In 2004, the first VEGF-targeting anti-angiogenic drug Avastin® was approved by the FDA for the treatment of colorectal cancer, and, today, in addition to colorectal cancer, Avastin is approved for the treatment of non-small cell lung cancer, renal cell carcinoma (a type of kidney cancer), the aggressive brain cancer glioblastoma multiforme (GBM) and certain types of cervical and ovarian cancers.

Current NFCR Research

The seminal research of NFCR-funded scientist, Dr. Rakesk Jain, demonstrated that anti-angiogenic therapy works by normalizing the abnormal, leaky blood vessels that usually surround and penetrate tumors. This therapy improves the delivery of chemotherapy drugs, increases the oxygen content of cancer cells and makes radiation treatments more effective.

Dr. Jain and his team have identified molecular resistance pathways and characteristics that cause resistance to anti-angiogenic therapy. Their findings may direct the development of new drugs that target these pathways and could extend the benefits of anti-angiogenic therapies for patients.  The scientists focus on the role of angiogenesis in glioblastoma (GBM), the deadliest form of brain cancer. His research is developing the combined use of anti-angiogenic therapies and immunotherapy (immune checkpoint inhibitors) for GBM patients.
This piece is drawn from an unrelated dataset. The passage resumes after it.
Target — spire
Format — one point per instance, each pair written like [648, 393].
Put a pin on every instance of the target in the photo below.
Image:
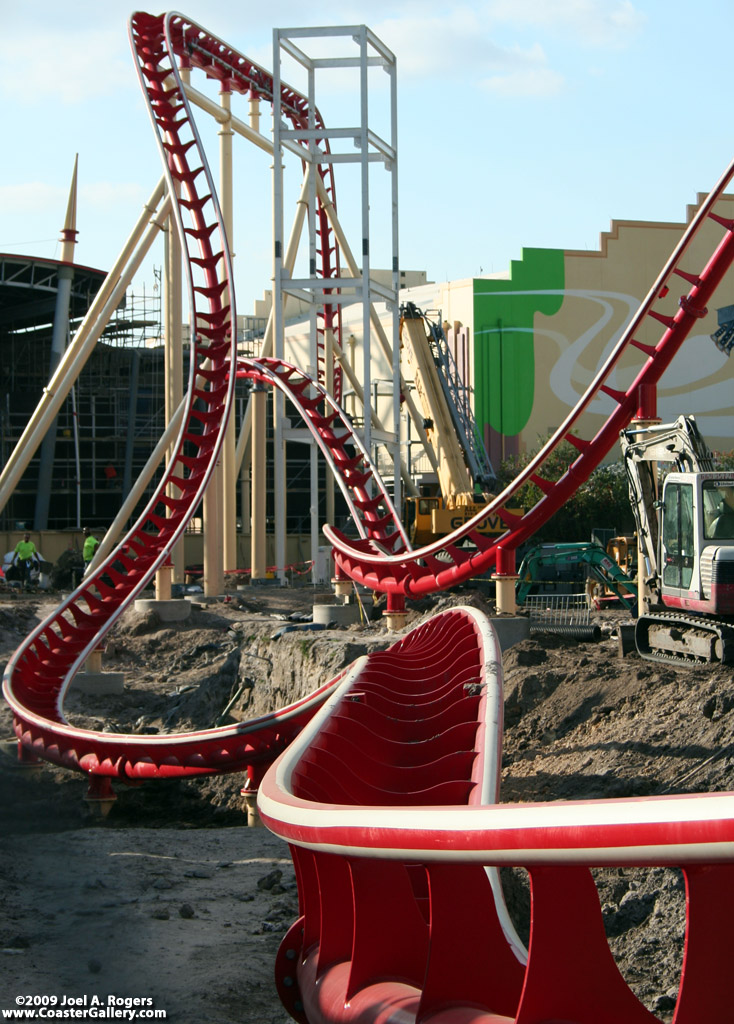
[69, 233]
In collaboration, NFCR-funded scientists, Dr. Paul Schimmel and Dr. Xiang-Lei Yang, have determined that the vital protein synthesis enzyme, SerRS, shuts down angiogenesis in breast cancer by inhibiting the Myc gene, one of the main genes that controls the expression of VEGF. SerRS is likely a potent suppressor of cancer progression and metastasis. Their research may lead to novel therapeutic applications for breast, brain, rectal, esophageal, kidney, lung and liver cancers.

Translational Research

NFCR funding since 2008 helped Dr. Paul Fisher think “outside the box” to develop IL/24 gene therapy (IL/24 is from the Interleukin gene family of immune system modulators). He engineered IL/24 gene to reach cancer cells — at all sites in the body — to commit suicide (normal way cells die). Healthy cells are unaffected by IL/24 gene’s effects. IL/24 gene modulates the immune system to kill cancer, inhibits blood vessel formation (anti-angiogenesis) to tumors to starve them of vital blood supply, and sensitizes cancer to radiation, chemotherapy and immunotherapy. With NFCR translational funding, IL/24 gene therapy is advancing through pre-clinical research first as a new treatment for fatal brain cancer, GBM (glioblastoma). IL/24 gene therapy is effective in models of numerous types of advanced cancer including melanoma and colon, lung, bladder, prostate, liver, and pancreatic cancer, among other types.